Le deuxième levier utilisé par l’Allemagne est la règle du retour géographique de l’ESA. Cependant, cette règle ne s’applique pas dans le cadre du programme IRIS2, car ce n’est pas l’ESA qui gère le programme, mais la Commission européenne. Or, la Commission n’a inclus cette règle que dans le périmètre du programme financé par l’ESA (700 millions d’euros). Ainsi, l’argument du retour géographique n’a pas été efficace pour défendre les intérêts allemands. D’autant plus que la commission ne permet pas aux Etats de décider à quelles entreprises bénéficieront ces contrats.
L’Allemagne a usé de ces leviers pour deux raisons principales : sa structure industrielle et sa vision du programme.
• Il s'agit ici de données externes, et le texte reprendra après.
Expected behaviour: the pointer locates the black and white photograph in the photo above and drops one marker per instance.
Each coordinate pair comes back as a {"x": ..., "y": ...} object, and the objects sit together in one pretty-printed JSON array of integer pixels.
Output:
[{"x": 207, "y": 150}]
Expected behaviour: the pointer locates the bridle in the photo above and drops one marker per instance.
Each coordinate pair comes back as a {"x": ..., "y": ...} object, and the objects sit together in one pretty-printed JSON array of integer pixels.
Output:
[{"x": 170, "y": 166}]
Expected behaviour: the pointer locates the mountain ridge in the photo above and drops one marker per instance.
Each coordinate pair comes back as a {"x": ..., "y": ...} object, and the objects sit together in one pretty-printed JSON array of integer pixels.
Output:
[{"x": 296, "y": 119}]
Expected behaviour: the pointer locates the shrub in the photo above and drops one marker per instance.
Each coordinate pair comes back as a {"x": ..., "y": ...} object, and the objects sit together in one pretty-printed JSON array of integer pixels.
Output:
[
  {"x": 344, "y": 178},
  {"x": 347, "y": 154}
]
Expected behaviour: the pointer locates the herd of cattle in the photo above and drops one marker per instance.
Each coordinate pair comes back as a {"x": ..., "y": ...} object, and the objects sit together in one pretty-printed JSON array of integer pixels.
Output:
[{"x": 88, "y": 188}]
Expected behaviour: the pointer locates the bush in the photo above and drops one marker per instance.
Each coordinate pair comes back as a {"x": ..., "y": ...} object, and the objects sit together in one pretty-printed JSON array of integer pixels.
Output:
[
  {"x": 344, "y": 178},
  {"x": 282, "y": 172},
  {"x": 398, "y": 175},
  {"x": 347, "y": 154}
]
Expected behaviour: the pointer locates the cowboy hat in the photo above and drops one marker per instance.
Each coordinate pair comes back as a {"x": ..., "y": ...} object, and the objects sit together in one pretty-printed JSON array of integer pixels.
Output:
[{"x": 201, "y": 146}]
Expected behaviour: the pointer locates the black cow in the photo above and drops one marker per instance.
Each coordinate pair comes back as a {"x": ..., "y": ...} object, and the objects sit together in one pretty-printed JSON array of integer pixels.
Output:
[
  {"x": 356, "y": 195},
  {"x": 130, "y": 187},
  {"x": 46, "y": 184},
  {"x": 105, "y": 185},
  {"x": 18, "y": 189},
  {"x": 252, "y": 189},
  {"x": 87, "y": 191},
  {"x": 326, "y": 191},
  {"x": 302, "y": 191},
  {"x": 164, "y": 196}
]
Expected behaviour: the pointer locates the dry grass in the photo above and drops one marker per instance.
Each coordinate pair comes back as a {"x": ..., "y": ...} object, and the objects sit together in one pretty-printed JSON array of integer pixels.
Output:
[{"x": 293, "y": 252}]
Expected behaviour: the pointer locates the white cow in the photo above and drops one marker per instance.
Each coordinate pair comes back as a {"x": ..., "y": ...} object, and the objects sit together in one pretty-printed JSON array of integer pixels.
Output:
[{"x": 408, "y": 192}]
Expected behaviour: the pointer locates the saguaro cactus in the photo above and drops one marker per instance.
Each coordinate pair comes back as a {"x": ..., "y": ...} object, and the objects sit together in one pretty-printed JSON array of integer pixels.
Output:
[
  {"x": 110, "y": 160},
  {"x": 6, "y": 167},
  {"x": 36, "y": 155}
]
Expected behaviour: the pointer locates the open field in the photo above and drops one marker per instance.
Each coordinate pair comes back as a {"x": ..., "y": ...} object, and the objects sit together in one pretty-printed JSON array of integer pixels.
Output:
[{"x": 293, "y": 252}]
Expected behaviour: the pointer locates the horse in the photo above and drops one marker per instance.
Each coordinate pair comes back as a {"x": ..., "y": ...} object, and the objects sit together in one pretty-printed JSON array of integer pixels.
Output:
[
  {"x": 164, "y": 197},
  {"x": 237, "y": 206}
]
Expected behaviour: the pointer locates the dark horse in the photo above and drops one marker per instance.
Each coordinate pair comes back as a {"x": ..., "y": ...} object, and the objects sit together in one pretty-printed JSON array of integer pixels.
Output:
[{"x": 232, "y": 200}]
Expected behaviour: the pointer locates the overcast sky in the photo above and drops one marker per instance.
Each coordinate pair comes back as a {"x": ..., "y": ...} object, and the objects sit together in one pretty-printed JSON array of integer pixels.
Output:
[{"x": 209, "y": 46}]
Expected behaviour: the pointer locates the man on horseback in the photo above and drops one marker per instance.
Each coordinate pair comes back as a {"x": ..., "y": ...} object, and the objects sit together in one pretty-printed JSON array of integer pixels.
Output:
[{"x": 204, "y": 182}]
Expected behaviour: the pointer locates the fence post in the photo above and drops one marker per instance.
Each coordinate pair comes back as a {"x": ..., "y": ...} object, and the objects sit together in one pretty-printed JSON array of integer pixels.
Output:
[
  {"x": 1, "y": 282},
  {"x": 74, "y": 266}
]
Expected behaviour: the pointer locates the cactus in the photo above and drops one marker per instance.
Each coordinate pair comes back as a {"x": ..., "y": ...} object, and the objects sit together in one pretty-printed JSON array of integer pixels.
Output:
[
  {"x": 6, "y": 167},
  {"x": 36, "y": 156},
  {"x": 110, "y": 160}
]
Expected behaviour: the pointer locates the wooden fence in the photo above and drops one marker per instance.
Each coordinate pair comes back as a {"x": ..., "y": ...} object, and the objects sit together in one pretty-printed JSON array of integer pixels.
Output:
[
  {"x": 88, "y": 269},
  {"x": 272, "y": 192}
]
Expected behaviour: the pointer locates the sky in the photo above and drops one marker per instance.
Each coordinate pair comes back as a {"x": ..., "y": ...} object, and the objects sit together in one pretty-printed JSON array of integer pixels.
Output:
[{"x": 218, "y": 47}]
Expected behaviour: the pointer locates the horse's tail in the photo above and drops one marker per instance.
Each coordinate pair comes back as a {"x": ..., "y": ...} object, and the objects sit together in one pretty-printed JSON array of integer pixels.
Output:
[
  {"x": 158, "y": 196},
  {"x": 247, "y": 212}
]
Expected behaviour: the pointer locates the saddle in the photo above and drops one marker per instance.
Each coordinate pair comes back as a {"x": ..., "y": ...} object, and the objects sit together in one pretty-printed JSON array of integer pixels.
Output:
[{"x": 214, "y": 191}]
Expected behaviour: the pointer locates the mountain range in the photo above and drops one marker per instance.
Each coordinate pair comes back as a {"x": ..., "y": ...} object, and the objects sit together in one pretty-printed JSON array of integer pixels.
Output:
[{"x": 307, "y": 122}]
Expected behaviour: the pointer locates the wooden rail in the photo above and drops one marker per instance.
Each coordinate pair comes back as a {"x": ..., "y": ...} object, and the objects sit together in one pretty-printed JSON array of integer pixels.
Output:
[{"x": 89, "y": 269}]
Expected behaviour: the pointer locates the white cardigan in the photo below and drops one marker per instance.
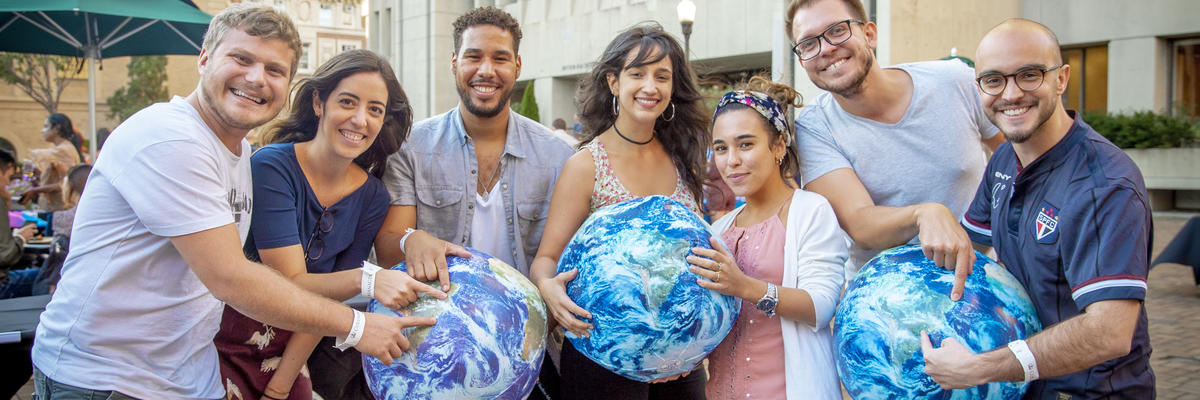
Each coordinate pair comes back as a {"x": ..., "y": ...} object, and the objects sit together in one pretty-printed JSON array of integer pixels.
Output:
[{"x": 815, "y": 256}]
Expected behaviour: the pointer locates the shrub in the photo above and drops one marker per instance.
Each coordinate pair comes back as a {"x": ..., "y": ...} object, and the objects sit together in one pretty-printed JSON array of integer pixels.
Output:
[{"x": 1145, "y": 129}]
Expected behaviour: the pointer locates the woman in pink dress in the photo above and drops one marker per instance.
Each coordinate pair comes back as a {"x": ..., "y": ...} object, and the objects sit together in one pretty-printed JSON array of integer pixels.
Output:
[
  {"x": 645, "y": 132},
  {"x": 786, "y": 261}
]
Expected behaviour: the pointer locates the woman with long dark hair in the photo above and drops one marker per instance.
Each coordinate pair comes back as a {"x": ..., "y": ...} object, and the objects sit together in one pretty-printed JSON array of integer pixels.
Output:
[
  {"x": 785, "y": 258},
  {"x": 318, "y": 206},
  {"x": 645, "y": 132},
  {"x": 55, "y": 161}
]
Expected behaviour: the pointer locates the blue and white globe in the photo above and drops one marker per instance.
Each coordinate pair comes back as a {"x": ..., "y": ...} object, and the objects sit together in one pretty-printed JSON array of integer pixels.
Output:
[
  {"x": 487, "y": 344},
  {"x": 898, "y": 294},
  {"x": 652, "y": 320}
]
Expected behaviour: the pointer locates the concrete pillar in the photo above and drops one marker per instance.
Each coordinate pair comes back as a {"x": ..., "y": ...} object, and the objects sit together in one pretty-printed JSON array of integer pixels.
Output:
[
  {"x": 556, "y": 99},
  {"x": 1138, "y": 69}
]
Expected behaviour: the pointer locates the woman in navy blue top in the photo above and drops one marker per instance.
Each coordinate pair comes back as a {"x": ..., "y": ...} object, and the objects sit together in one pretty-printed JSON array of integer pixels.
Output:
[{"x": 318, "y": 204}]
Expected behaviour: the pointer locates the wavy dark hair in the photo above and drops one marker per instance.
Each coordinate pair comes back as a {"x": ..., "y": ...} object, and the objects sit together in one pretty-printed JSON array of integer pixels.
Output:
[
  {"x": 66, "y": 130},
  {"x": 300, "y": 124},
  {"x": 785, "y": 96},
  {"x": 687, "y": 136}
]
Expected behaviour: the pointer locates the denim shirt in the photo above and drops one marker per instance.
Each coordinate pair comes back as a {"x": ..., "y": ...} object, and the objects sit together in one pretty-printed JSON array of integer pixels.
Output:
[{"x": 436, "y": 169}]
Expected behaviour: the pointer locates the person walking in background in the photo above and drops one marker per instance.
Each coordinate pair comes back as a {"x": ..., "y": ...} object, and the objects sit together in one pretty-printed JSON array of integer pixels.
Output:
[
  {"x": 559, "y": 126},
  {"x": 646, "y": 133},
  {"x": 55, "y": 161},
  {"x": 897, "y": 150},
  {"x": 159, "y": 234},
  {"x": 786, "y": 257}
]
En raison de l’absence de grandes entreprises intégratrices dans le secteur spatial, l’Allemagne est désavantagée dans les grands projets européens. Une entreprise intégratrice est une société suffisamment grande et expérimentée pour gérer un grand projet industriel. Cela limite son rôle à celui de sous-traitant dans les grands projets européens. Ce manque de grandes entreprises dans le secteur spatial a une autre conséquence. L’Allemagne peine à proposer des projets d’envergure à l’échelle européenne pour défendre ses intérêts.
IRIS2 a été largement présenté à la Commission européenne comme un programme essentiel pour la sécurité de l’Europe, en particulier par la France. Cela s’appuie sur le rôle de Starlink dans le conflit en Ukraine. Cette approche reflète la vision française du rôle stratégique du spatial européen, une vision déjà utilisée pour défendre le projet Galileo. Cependant, l’Allemagne reste peu réceptive à ce type d’argument. Il est possible que la création d’un commandement de l’espace contraigne l’Allemagne à changer sa perception du projet. Néanmoins, cela est peu probable. La France continue d’accueillir des grandes entreprises capables de mener des projets industriels d’envergure et peut faire valoir l’importance des questions sécuritaires auprès de la Commission. La montée en puissance du géant allemand de la construction de satellites OHB viendra peut-être freiner cette dynamique.